Effect of non-thermal plasma technology on microbial inactivation and total phenolic content of a model liquid food system and black pepper grains

Abstract

The objectives of this study were to investigate the effects of cold plasma technology on the growth and survival rates of vegetative cells and spores, and total phenolic content of black pepper grains. Plasma treatment was carried out using a non-thermal plasma jet system operating at 20 kHz using atmospheric air at a flow of 11 L/min. A model liquid food system and black pepper grains were both inoculated with Bacillus subtilis vegetative cells and spores. The samples were treated at 15 and 30 kV for treatment times of 3–20 min. The plate count method was used to determine colony-forming units for selected storage times at 4 °C i.e. at 1, 24 and 48 h post treatment. The highest log reduction was observed at 24 h post treatment, i.e. 2.92 log reduction. A 1 log reduction was achieved in the case of black pepper inoculated with spores for all selected storage times. No significant differences in total phenolic content were observed between treated and non-treated black pepper samples (p > 0.05).
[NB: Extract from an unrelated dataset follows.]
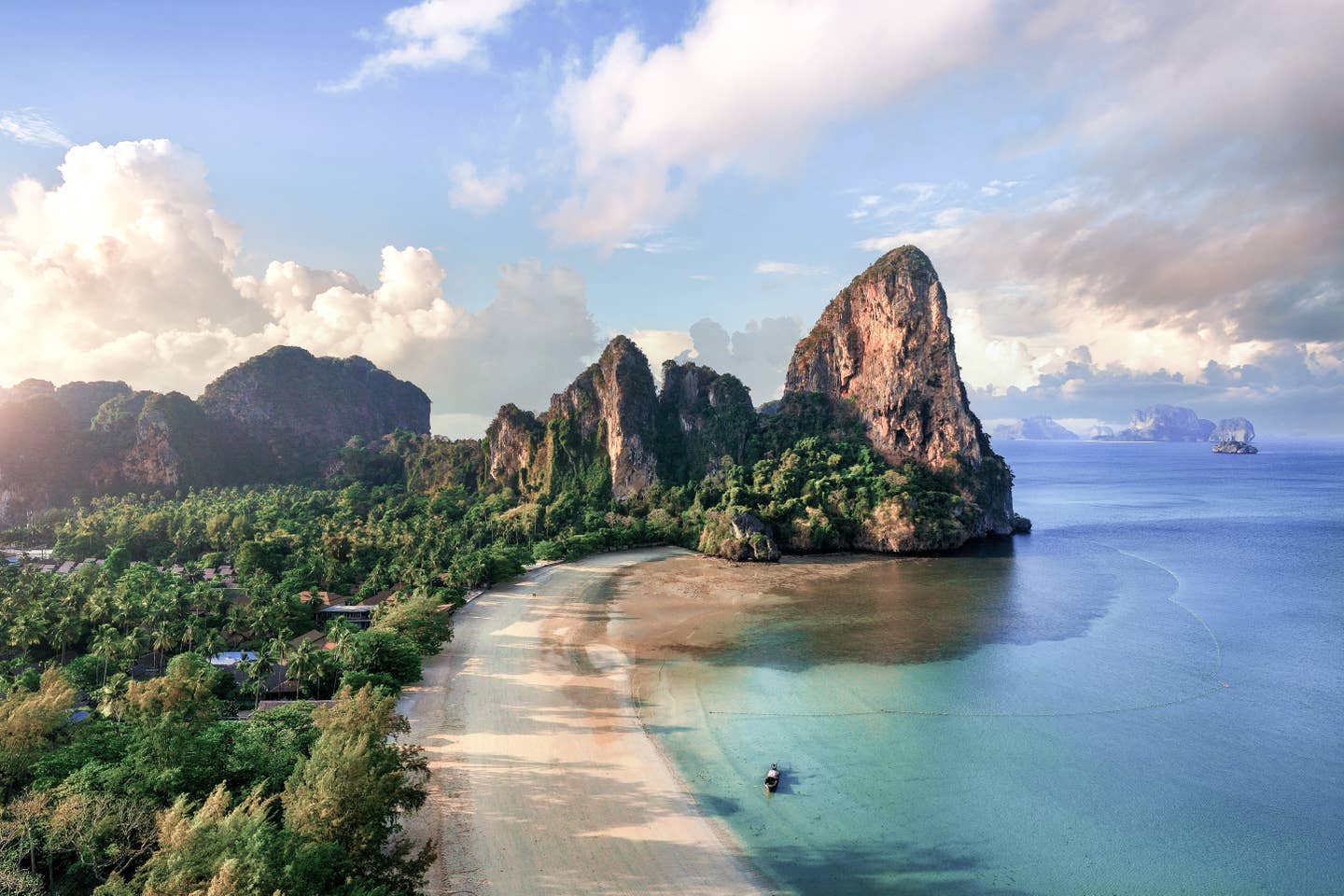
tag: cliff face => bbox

Optical emission spectroscopy was used to detect reactive species likely to be responsible for cell death. Atomic oxygen, atomic nitrogen, hydroxyl radicals, nitrite oxide and nitrate were detected in light emitted from the plasma. Cell membrane damage caused by non-thermal plasma technology was observed using scanning electron microscopy. This study concludes that cold plasma technology has potential for industry application in food processing to reduce microbial loads in liquid food systems and dried foods with limited impact on food quality.